File - Eric Chavez MD MMI

Eric Chavez
Med Inf 404 Care Group Case Study
During five days in November 2002 the entire computer network of a hospital group in Boston
became non-operational. At the time, the information technology (IT) and electronic health record
systems at CareGroup in Boston were award-wining and were considered “the best knowledge
management service in the United States” (McFarlan, 2003, p. 4). However, when a research
programmer accidentally allowed an experimental network program to continue to run when he suddenly
left for paternity leave, the network became overwhelmed and all network-reliant software ceased to
function. This disabled all clinical information systems for the hospital group and forced the entire
organization to revert to paper-based systems.
As is the case with many major accidents, the cause was multifactorial. The experimental
program disabled a main network switch by overloading it with network traffic. As the system attempted
to reroute data packets through alternative pathways, more network switches became overwhelmed and
became stuck in repeating loops. This was partly due to old network topography and outdated equipment
that was malfunctioning. Eventually the entire network was busy with meaningless repeating messages,
and no bandwidth was left for any other traffic.
In the Harvard Business Review article, McFarlan (2003) mentions several process controls that
could help to prevent this sort of event. The network should have been maintained with more current
equipment and with more modern network topography. More than one network engineer should have
been employed to manage the network to serve in a check-and-balance fashion to make sure that bad
ideas did not get accepted and propagated. A process of continuing education for network engineers could
ensure that the best ideas and most current protocols are being used for the system. A process for
replacing the physical equipment at regular intervals would help to prevent equipment failures and ensure
the most modern functionality. A strict change-control process was needed in order to prevent
unauthorized users from making changes to network components and topography. It was clear that more
redundancy in the system was needed. This includes a standby core network that could be deployed in the
event the primary network core failed and modems with dial-up computers to serve as backups. Network
management software could be installed to monitor network function and traffic in order to detect
problems early. Scheduled downtime on the weekends could be used to make network repairs without
being too disruptive to medical center operations.
Although the article states that no significant harm came to patients during the network
downtime, it does mention that some delays in care were experienced (McFarlan, 2003). Delays were
likely the result of the entire hospital staff being forced to revert to paper-based systems. Delays in
processing physician orders, reporting lab results, administering medications, and reporting radiology
results could have caused patient harm. Some orders for lab tests and reports of results were lost while
using the paper-based system. This could certainly cause patient harm since providers would not have the
information needed to make diagnostic and treatment decisions. Radiologists using film x-rays when they
were used to using digital images and computer tools for reading radiographs may have missed some
important findings. Information that was recorded on paper could have been lost which would also put
providers at a disadvantage when caring for patients. Pharmacists had to manually check for drug-drug
and drug-allergy interactions. Human error in this process could cause patient harm. The emergency room
physicians did not have access to the previous medical history of patients in the EHR. They had to rely on
patient report and this could have led to errors and patient harm.
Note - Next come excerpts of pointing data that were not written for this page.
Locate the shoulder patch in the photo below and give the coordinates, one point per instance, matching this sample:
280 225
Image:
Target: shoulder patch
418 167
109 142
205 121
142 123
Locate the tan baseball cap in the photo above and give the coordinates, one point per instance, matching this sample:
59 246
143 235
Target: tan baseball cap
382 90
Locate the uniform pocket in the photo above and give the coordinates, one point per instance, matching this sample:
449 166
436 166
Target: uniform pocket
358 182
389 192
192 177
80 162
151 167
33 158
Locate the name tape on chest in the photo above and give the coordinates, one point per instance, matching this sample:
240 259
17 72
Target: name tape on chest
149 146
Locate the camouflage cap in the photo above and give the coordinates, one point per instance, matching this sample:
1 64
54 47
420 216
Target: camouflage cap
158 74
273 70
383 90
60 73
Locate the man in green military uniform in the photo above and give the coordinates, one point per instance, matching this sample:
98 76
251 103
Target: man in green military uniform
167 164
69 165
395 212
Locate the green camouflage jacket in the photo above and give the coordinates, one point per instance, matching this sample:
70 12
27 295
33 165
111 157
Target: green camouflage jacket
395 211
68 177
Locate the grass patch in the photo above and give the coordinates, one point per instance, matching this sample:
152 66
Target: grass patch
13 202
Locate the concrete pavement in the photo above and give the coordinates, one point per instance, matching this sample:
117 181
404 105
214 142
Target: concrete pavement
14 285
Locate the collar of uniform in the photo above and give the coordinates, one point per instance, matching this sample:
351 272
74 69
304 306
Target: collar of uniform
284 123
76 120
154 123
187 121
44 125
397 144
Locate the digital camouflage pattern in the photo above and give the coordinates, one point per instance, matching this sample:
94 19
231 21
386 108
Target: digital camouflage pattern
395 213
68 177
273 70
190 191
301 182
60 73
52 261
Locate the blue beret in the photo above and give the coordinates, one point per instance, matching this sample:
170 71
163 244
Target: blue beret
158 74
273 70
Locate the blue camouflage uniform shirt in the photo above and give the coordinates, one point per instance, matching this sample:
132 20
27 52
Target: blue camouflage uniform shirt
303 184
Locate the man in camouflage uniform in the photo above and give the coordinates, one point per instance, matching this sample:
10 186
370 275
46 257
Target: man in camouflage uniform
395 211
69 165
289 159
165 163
Since the emergency department of the
largest hospital in CareGroup went on bypass during part of the event, I can imagine that some critical
Eric Chavez
Med Inf 404 Care Group Case Study
patients were forced to divert to other hospitals. Such a diversion and delay of care could have resulted in
patient harm but would never have been known to CareGroup because the patients would have never been
admitted there.
Overall I agree with the timeline of the response. When the IT department was aware of the
network problem, they began to trouble shoot and tried to solve the problem in-house. There was a desire
to make changes to the network immediately to try to fix the problem, but good judgment on the part of
the CIO held off any rash actions. When they realized that the problem was too big to solve in-house, they
contacted their network consultants at Cisco. The Cisco rapid response team swooped in and took over
operations with the authority of the CIO. They worked around the clock for several days to diagnose the
problem, make repairs, and get the network running again. This was a major effort and a necessary one
because one of the largest hospital systems in Boston was being adversely affected and thousands of
patients were risking harm every hour that the system was down. I also agree with completely abandoning
the computer system for the paper-based system until it was confirmed that full-network functionality was
restored. The switch back and forth from computer to paper system would have certainly caused more
errors and potentially adverse outcomes for patients.
It is impressive that Cisco was able to devote so much effort to solve the network problem at
CareGroup. The CIO at CareGroup, Dr. Halamka, learned many valuable lessons from the experience.
Many of the lessons have to do with the absolute critical nature of networks, their infrastructure, and the
need to devote significant human and material resources to maintain them. This event also demonstrates
the need for redundancy in network infrastructure and the importance of having a disaster plan—in this
case backup paper-based systems. I applaud Dr. Halamka in his efforts at transparency in reporting on the
event so that others can learn from it and prevent a similar network collapse at other medical centers.
McFarlan, FW, & Austin, R (2003), CareGroup. Harvard Business Review, 303-097.